OZ-founding rebel 'never learned his lesson'
BALLINA MP Tamara Smith has paid tribute to writer Richard Neville, the OZ magazine co-founder once subject to Britain's longest-running obscenity trial, after his death at age 74.
Mr Neville spent his final years in Byron Bay, with early-onset dementia first starting to affect his curious and imaginative mind in his mid-60s.
Ms Smith told NSW Parliament she remembered OZ as a magazine of dissent built on the credo of lampooning and offending as many establishment icons and values as it could.
Mr Neville, alongside OZ co-founder Richard Walsh and artist Martin Sharp, were twice tried and found guilty of printing an obscene publication.
"Neville was given a prison sentence for publishing a photo of himself and two other men urinating into a fountain,” Ms Smith told parliament.
"The public outrage at the sentencing and censorship of the magazine that followed provided the social
backdrop to Neville being acquitted on appeal.
"The whole experience certainly raised the profile of the magazine and Neville himself. Richard Neville had not learned any lesson from this experience.
"After travelling the hippie trail overland from Australia to London he founded the London OZ in 1967, working with Martin Sharp again.
"Again he found himself convicted of obscenity.
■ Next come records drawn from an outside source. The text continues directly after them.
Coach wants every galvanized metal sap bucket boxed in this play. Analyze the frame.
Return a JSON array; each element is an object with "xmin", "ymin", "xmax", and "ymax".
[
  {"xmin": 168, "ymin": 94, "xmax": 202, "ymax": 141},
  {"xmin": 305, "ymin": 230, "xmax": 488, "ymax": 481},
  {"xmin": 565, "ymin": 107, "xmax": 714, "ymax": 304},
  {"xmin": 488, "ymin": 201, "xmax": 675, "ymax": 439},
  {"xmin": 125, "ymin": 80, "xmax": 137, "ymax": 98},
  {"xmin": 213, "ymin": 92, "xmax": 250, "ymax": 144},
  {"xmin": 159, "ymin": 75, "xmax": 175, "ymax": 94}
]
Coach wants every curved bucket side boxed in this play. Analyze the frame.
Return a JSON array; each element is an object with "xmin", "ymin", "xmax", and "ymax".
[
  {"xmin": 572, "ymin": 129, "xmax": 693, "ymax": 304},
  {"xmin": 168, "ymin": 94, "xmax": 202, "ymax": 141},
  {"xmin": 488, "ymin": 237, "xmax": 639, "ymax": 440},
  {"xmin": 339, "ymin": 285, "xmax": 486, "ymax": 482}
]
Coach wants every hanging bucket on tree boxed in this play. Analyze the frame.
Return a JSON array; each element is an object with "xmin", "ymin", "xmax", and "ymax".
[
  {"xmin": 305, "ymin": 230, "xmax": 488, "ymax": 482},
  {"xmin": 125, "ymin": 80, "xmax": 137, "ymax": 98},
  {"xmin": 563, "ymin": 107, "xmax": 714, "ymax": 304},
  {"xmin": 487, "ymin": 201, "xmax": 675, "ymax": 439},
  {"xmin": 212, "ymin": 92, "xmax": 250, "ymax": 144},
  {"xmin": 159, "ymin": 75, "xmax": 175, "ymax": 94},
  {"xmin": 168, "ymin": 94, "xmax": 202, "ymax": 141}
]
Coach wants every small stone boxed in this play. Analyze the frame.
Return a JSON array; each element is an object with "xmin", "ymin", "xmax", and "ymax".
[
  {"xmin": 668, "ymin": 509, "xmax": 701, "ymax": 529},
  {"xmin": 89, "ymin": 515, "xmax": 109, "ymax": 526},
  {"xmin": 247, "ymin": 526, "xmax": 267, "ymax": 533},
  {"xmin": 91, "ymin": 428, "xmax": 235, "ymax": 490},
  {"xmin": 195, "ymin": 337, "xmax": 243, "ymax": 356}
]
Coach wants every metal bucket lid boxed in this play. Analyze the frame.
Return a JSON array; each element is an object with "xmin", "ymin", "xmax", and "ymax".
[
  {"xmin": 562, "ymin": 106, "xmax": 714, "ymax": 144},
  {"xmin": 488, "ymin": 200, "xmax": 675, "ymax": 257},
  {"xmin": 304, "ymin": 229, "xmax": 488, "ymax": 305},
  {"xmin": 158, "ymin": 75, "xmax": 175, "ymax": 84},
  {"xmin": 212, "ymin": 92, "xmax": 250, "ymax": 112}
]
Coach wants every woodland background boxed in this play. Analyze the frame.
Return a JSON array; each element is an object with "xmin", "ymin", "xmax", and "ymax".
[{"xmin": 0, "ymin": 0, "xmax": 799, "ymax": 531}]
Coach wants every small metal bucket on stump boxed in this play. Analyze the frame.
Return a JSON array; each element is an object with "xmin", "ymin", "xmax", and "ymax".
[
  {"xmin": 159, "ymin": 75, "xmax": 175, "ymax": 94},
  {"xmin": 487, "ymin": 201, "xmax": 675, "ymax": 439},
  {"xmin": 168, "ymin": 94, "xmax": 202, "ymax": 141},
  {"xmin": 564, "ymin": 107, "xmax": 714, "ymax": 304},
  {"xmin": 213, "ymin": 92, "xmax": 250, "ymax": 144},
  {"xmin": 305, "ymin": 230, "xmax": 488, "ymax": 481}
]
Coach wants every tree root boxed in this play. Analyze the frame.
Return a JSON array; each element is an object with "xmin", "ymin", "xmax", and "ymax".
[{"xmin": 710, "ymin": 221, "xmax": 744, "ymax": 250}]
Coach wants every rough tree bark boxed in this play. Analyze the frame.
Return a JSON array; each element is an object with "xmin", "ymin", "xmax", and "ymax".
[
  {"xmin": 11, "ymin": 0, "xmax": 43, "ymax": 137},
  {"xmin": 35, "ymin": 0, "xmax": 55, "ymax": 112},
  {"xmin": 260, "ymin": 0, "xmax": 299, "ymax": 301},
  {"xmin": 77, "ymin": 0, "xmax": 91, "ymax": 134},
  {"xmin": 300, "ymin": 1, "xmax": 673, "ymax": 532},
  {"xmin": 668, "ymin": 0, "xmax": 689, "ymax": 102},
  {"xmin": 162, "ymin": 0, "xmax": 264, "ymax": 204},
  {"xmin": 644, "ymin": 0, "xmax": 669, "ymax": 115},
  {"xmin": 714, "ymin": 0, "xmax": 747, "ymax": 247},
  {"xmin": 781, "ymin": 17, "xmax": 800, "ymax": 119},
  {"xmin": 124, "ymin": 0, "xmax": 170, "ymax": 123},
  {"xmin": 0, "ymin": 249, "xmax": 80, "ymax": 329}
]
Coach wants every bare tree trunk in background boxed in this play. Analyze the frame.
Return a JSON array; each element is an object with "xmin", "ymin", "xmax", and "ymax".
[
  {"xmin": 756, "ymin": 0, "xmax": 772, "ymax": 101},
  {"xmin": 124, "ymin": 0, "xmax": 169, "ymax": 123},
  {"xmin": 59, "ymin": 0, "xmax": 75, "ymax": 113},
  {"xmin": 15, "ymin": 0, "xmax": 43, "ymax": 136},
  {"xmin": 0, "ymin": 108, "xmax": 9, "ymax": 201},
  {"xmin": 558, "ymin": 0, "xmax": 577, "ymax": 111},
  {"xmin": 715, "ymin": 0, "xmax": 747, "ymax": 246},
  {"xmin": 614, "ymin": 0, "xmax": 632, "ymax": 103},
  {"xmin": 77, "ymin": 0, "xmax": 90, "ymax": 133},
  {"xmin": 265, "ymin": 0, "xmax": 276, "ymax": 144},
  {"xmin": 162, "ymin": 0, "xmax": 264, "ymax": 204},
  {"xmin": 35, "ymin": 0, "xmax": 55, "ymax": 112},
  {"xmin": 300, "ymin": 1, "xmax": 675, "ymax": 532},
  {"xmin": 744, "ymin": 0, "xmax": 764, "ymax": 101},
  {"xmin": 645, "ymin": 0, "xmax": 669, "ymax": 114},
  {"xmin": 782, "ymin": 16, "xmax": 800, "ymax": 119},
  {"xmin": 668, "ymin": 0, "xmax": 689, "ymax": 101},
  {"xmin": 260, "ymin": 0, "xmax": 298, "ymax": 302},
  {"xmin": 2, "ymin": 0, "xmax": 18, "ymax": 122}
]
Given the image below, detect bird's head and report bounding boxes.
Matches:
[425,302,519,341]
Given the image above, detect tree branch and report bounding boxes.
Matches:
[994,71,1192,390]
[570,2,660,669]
The magazine had captured the ire of the obscene publications squad.”
John Lennon and Yoko Ono joined protest marches against the convictions and they were eventually overturned on appeal.
Ms Smith said Mr Neville became increasingly interested in environmental sustainability during his older years.
"As part of his own television show Extra Dimensions he sought out alternative, non-mainstream projects that in turn eventually led to him exploring environmental issues and co-launching the Australian Futures Foundation, which helps businesses plan for the future, and gets businesses and environmental organisations working together to achieve outcomes,” Ms Smith said.
"Richard Neville's blog also dealt with environmental issues, and he spoke very strongly against militarism and war.
"Richard continued to write and he produced several books including Hippie Hippie Shake, his recollection of the 1960s, which was turned into a film in 2010 but is still unreleased.”
Ms Smith suggested the peak of Mr Neville's fame may have been when actor Hugh Grant portrayed him in the 1991 television drama The Trials of OZ.
She guessed the portrayal would have "both amused and horrified him at the same time”.
"Richard Neville is survived by his wife and speechwriter Julie Clarke and their daughters Lucy and Angelica,” she continued.
"On his blog, the last entry dated 1 September, 2009, is a kind of blank-verse poem that opens with the words: 'A tragedy for humanity is that thinkers, philosophers & futurists, are 40 years ahead of politicians when it comes to sounding alarms'.
"I hope that the politicians in this place can look at Richard Neville's life and heed the alarms he was sounding about our environment and our future as a human race.”